Project Documentation – The Met
Vera Lutter Project Documentation – The Met

After presenting my idea to the head of the Metropolitan Museum’s photography department, I was invited to photograph within their Greek and Roman Galleries. Working for the first time inside a museum, I made images of sculptures and reliefs that concentrate on the fragmentation of the human body.

Using a modified travel trunk as my portable camera obscura, provided the necessary mobility for me to work within the museum. In producing smaller-scale works, I invite the viewer to sort through and re-experience pieces of an ancient cultural puzzle. Views of sculptural figures captured at close range offer richly detailed and tactile visions of the human form in its marble skin, creating intimacy within the compositions. Bodies that had long ago been turned into objects of idealization—confident in their contrapposto and chiseled forms—reclaim a suggestion of imperfect humanity with their amputated limbs and eroded features. In these photographs, the fragmented sculptures are newly presented so that they may be scrutinized in a different light and circumstance.
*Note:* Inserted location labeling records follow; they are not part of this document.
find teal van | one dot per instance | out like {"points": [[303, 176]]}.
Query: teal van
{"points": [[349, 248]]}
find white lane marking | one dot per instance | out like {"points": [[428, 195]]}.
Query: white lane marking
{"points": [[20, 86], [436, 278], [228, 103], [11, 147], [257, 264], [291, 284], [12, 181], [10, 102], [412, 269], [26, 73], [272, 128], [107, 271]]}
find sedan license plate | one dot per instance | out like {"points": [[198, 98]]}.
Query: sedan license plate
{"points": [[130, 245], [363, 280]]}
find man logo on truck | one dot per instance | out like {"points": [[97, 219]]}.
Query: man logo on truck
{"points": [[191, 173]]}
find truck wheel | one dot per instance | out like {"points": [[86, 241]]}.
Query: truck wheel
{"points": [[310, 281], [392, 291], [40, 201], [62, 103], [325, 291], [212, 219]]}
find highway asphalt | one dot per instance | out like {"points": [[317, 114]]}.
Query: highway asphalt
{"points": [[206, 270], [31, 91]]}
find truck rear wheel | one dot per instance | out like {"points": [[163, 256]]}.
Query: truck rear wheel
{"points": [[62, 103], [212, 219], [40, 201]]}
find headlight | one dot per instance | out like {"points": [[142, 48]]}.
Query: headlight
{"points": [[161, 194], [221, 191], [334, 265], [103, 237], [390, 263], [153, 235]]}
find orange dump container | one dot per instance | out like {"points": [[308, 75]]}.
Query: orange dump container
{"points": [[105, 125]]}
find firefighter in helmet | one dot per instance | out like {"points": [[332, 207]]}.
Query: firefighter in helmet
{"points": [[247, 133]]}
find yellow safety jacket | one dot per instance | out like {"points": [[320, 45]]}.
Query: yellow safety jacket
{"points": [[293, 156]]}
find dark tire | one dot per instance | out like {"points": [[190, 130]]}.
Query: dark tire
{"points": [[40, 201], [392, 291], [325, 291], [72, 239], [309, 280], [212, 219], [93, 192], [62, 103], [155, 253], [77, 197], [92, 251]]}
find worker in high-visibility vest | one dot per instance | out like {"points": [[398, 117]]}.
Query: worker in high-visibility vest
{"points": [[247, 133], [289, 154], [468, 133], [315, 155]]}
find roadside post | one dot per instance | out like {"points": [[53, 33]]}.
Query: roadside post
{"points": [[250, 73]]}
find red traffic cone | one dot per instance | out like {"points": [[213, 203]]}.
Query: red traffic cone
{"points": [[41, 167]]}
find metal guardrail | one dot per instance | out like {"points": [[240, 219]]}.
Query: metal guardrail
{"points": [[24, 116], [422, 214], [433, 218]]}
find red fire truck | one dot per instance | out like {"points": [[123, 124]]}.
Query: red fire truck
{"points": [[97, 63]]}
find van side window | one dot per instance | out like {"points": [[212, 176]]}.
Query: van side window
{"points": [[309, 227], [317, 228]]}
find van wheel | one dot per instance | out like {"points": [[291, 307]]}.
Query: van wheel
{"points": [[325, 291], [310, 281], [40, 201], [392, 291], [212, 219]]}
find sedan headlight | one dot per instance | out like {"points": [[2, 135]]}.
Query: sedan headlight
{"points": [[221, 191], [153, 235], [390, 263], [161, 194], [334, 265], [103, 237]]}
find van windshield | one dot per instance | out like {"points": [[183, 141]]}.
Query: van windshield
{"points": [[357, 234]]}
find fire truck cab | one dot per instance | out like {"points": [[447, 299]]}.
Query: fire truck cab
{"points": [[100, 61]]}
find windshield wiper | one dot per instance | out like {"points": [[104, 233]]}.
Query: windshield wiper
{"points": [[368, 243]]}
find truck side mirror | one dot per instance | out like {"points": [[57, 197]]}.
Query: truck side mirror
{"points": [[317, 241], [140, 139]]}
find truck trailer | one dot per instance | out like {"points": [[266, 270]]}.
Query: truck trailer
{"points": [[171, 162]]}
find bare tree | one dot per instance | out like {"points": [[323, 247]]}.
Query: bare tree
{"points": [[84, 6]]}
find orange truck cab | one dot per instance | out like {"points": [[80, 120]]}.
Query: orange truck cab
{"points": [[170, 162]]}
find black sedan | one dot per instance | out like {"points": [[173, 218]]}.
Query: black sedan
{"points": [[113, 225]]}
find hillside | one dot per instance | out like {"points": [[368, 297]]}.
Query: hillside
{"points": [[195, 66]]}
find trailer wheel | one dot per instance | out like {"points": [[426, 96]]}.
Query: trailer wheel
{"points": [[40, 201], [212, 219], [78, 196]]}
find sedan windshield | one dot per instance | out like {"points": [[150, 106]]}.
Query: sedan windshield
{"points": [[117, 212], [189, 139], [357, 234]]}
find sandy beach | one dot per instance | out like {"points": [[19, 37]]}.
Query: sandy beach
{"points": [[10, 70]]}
Other images, caught from a distance, observe the sculptures in the context of the galleries’ architecture, considering the choreography of form and shape devised by their curators. Seeing the fragmented statues against the museum’s beautifully renovated and classically inspired gallery space suggests a linkage to a distant past no longer accessible by modern viewers. The figures, broken in form, divested of their original pigments, and relocated in a space devoid of an accompanying context, become even further abstracted through the inversion inherent in my photographic process. The fixed depth of field created by my pinhole camera in combination with the negative imagery that results from the paper negative medium introduce an additional degree of uncertainty. Concentrating on the objects’ distance from the plane of the photograph reinforces one’s own distance from the ancient Greek and Roman contexts in which the sculptures were made. Simultaneously, narrowing the focus onto individual artistic elements—form, shape, and texture—accentuates the physical and emotional properties invoked by the delicately muted final images.